Because the market is not free, a large number of consumers exist who would be willing to pay at least $2 but not as much as $15 for a music CD, but have no legitimate means of satisfying that demand. These consumers form a “black market.”
Black markets are created by a lack of freedom in the primary market. In a free market, goods are sold at the marginal cost of production. There will always be consumers willing to pay less than the marginal cost of production, but if a black marketeer were to attempt to sell to these consumers, he would lose money on every sale and quickly go out of business. However, in the music CD market, the RIAA member companies choose not to sell to a group of consumers willing to pay more than the marginal cost of production. This demand is therefore satisfied by the black market.
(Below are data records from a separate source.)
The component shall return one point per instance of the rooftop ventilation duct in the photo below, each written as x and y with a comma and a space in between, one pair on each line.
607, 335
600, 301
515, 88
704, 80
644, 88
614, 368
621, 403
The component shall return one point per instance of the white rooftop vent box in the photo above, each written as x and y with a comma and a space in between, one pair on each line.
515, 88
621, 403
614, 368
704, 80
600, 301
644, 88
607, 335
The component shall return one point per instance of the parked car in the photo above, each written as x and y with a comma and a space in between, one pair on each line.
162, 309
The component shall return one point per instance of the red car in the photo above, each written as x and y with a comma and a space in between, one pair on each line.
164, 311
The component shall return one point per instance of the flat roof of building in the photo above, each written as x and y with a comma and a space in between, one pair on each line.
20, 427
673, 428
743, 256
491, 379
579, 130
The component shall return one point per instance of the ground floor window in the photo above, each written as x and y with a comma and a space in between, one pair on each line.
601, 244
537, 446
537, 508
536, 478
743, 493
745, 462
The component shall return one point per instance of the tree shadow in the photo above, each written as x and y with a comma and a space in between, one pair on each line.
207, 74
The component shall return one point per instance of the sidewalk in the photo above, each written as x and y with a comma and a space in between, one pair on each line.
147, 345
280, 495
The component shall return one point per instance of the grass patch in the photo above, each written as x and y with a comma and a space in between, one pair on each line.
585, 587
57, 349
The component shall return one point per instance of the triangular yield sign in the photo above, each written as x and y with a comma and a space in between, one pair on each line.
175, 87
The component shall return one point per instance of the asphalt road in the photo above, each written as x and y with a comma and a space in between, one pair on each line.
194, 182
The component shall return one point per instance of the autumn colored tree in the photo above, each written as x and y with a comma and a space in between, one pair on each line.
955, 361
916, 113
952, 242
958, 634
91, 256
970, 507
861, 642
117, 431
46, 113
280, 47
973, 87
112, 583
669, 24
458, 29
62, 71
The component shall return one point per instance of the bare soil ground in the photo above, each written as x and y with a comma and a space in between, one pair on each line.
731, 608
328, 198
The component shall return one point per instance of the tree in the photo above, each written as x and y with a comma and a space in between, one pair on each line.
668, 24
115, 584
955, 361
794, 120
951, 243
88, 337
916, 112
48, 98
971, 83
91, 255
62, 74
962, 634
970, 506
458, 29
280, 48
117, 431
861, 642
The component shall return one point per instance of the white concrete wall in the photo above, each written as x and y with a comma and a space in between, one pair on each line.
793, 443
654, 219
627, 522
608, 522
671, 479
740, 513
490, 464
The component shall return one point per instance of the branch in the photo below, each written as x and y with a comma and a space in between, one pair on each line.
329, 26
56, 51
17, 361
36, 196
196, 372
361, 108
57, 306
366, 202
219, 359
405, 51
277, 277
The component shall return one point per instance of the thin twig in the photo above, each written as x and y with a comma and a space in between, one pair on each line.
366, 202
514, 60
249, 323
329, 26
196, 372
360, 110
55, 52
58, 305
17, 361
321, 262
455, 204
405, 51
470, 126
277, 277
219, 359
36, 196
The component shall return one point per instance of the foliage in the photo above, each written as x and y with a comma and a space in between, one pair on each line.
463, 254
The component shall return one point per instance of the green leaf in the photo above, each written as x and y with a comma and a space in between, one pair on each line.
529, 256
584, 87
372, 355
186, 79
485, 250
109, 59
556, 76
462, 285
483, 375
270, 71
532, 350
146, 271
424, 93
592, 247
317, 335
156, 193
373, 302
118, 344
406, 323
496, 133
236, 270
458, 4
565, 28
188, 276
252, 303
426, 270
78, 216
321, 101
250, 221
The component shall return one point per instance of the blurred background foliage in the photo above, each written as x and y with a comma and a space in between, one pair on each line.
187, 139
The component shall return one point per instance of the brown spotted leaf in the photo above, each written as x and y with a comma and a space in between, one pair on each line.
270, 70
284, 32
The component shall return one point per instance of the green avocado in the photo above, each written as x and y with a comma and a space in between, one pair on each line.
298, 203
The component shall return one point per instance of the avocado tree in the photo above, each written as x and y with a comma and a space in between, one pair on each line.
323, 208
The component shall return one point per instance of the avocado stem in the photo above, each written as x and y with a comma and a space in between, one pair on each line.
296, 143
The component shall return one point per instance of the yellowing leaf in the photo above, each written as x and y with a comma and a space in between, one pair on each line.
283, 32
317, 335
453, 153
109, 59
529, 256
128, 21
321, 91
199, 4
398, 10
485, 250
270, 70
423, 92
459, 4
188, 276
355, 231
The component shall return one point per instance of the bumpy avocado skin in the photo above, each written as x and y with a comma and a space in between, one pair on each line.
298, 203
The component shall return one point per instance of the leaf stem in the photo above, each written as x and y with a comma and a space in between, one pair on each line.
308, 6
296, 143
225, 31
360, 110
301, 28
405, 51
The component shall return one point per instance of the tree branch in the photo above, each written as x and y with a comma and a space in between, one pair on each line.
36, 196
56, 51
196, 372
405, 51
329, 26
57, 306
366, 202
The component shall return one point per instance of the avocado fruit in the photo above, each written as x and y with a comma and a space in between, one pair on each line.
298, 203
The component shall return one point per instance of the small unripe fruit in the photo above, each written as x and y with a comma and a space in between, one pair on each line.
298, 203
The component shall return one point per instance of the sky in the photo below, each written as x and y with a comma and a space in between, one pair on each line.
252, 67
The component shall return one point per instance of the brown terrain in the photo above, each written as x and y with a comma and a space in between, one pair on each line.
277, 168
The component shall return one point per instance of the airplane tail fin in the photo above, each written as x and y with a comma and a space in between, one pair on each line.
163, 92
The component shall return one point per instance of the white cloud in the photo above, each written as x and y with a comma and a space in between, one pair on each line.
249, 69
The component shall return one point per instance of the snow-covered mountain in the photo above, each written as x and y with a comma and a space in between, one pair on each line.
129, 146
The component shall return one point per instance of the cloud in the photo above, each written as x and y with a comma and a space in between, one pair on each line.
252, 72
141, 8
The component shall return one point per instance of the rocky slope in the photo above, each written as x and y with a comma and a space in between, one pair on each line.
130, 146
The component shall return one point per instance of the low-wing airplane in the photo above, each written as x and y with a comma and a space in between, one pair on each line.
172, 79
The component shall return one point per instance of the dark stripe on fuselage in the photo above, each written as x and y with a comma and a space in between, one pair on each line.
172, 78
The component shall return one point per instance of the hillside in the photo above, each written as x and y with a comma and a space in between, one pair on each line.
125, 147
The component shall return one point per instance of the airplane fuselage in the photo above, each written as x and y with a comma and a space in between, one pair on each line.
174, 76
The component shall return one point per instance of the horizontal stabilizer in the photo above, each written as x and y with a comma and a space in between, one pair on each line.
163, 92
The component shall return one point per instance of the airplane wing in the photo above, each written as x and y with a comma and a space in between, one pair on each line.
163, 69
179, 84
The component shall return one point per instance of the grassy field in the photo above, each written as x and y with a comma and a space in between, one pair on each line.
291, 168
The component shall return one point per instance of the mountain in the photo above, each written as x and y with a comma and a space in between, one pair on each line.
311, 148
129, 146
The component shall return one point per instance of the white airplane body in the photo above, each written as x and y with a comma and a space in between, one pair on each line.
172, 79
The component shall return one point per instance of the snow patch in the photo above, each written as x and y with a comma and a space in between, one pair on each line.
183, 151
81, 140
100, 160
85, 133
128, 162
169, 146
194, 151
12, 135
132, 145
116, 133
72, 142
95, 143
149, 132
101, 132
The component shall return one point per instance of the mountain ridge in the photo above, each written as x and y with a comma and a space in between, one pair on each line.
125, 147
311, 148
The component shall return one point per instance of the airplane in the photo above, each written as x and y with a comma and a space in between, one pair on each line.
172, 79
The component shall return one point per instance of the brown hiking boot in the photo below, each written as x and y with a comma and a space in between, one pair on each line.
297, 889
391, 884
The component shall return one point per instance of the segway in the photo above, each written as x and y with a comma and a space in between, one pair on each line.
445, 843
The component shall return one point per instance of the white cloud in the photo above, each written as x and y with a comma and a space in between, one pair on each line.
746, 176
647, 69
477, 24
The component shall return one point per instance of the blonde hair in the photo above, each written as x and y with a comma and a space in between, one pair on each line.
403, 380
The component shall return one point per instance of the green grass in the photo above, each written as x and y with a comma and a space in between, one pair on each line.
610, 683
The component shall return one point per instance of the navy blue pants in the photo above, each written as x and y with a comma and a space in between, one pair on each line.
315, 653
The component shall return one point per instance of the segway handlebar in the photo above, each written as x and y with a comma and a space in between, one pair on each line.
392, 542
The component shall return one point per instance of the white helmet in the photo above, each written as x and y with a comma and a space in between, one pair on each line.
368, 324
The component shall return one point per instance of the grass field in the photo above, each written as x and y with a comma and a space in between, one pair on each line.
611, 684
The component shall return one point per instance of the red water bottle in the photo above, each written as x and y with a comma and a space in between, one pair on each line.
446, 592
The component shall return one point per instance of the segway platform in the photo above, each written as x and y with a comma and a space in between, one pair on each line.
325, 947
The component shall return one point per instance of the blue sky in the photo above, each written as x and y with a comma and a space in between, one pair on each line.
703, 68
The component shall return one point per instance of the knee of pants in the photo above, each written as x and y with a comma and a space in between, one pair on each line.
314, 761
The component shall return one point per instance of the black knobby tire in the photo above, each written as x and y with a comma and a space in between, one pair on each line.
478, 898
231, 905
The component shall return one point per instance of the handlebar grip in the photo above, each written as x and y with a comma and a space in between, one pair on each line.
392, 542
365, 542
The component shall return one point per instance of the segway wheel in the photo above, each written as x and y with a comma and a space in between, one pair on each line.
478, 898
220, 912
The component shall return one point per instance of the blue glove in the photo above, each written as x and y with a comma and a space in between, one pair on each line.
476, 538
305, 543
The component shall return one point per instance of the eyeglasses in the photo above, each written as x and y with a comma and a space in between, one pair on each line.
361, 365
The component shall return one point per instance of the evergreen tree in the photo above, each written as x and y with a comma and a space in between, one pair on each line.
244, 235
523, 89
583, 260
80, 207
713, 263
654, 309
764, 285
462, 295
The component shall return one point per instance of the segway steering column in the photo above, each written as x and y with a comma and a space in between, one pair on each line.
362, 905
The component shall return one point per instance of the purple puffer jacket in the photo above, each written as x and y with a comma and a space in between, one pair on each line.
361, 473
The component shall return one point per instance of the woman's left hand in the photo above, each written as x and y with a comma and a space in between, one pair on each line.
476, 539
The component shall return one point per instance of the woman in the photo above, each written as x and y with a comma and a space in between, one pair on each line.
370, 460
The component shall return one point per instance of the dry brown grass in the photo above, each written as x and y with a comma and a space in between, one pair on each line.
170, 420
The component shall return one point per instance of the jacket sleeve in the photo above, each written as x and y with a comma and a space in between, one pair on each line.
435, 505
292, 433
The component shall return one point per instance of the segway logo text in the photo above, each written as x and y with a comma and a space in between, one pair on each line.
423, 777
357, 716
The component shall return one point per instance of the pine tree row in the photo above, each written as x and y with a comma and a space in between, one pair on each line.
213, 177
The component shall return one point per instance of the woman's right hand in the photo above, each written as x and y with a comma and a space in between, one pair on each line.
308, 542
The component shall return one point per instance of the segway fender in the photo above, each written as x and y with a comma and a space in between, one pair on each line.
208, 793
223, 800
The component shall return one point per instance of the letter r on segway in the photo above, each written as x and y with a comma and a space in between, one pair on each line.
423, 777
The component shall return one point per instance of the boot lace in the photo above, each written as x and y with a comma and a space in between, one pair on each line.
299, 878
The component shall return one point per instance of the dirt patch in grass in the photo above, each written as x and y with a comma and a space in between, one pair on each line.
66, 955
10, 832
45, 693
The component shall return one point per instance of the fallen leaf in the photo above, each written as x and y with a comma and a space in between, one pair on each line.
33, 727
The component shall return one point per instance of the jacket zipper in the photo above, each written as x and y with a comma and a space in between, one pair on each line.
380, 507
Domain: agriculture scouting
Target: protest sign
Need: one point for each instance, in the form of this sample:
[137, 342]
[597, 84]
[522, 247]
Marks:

….So what’s the solution? Simple: The libertarians are right at least in that all markets should be free, including this one. Whenever a market ceases to be free, the overriding concern of government policymakers should be to restore free market pricing as quickly as possible. There are many ways to do this: Demolish the means by which the monopolists limit entry; artificially set prices to the correct level based on taxation, price controls or other regulation; or even enter the market directly, in competition with the monopolists.
In a connected reader’s poll, 35% said they would never download an MP3 again if CDs were priced at $5 – this sounds about exactly right.